BY MAGGIE BEAMGUARD
As a child, I was terrified of graveyards. I blame Michael Jackson. When his groundbreaking music video for “Thriller” hit MTV’s airwaves in 1983, I was 7. The images of zombies breaking through the ground of a mist-covered cemetery were seared into my developing brain.
I also blame my dear old dad. It was a year after the video was released when he took me, at the still-impressionable age of 8, to the historic Magnolia Cemetery along the Cooper River in Charleston, SC on one of our Saturday father-daughter outings. Established in 1849, it is filled with the earthly remains of many notable and sometimes notorious Carolinians — governors, congressmen, civil war officers, poets and physicians — and a few of my own ancestors.
The Spanish moss-draped water oaks sprawled among tombs and mausoleums, statues, obelisks and at least one pyramid. Think Bonaventure Cemetery of Savannah, featured in “Midnight in the Garden of Good and Evil.”
Dad was eager to show me the artistry and solemnity of the space, but I could only see the macabre. With each step, I expected a bony arm to reach up from the earth and grab an ankle. My fears were compounded when we briefly became separated among the tombstones, and I began to hear an eerie moan from the direction of one of the more imposing sepulchers.
Frantic calls for “dad,” did not produce aid. I tip-toed along the path, certain he had been swallowed up by a grave. Then – “Boo!” My old man jumped out in front of me, eliciting a Hitchcock-worthy scream. Hardy-har-har. “Thriller” indeed.
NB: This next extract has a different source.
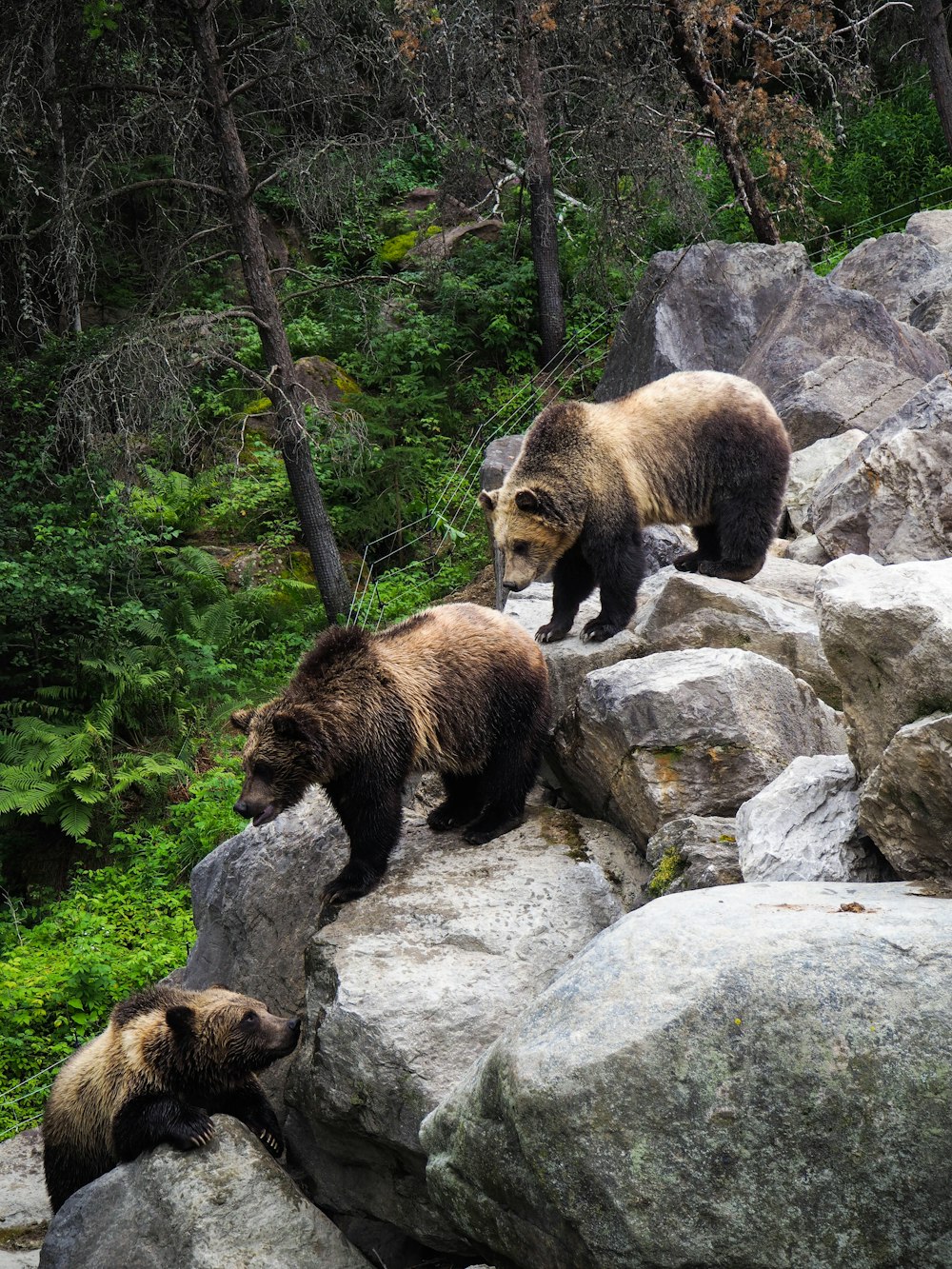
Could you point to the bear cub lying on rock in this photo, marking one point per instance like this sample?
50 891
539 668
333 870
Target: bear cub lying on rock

There is nothing like a heart pounding, legs shaking, breath-catching good scare to make you feel alive.
And maybe that was the lesson.
There among the departed, we lived and breathed.
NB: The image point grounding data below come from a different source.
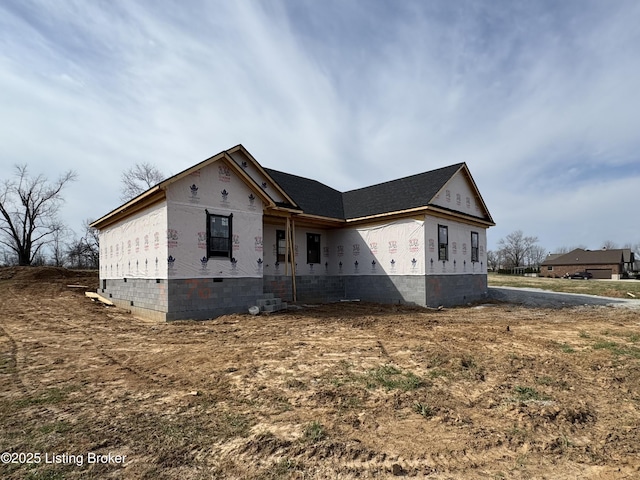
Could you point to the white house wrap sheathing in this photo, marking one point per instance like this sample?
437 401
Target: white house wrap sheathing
392 248
217 190
136 247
My own advancing years have offered many more occasions to visit cemeteries as both a loved one and a graveside officiant. I suppose it’s been a form of exposure therapy, fading my childish fears of graveyard ghouls and hordes of zombies.
What jumps out to me now is the stillness. It creates a heightened sense of mortality. To step away from the busy world and the fever of life to stand among those at rest will cause you to contemplate the number of days remaining to you. Far from being scary, it’s an invitation to life.
The juxtaposition of death and life is present in a jarring way in the cemetery of First (Scots) Presbyterian Church in Charleston, where I worked for a time. Some of the graves date to the 1750s. In one section of the land-locked, urban church, there is a playground. Its brick walls are lined with large rectangular grave slabs, pulled up to make space for the living.
The peels of laughter and shouts of the children navigating monkey bars and tire swings among the reminders of those long gone affirm with vigor the joy in life. I think the old Scots buried there would be pleased to hear them.
I’m no longer afraid of specters emerging from tombs to get me. Only that I might forget to live — fully — while my heart is still thumping, my lungs are still rising and my legs are still moving.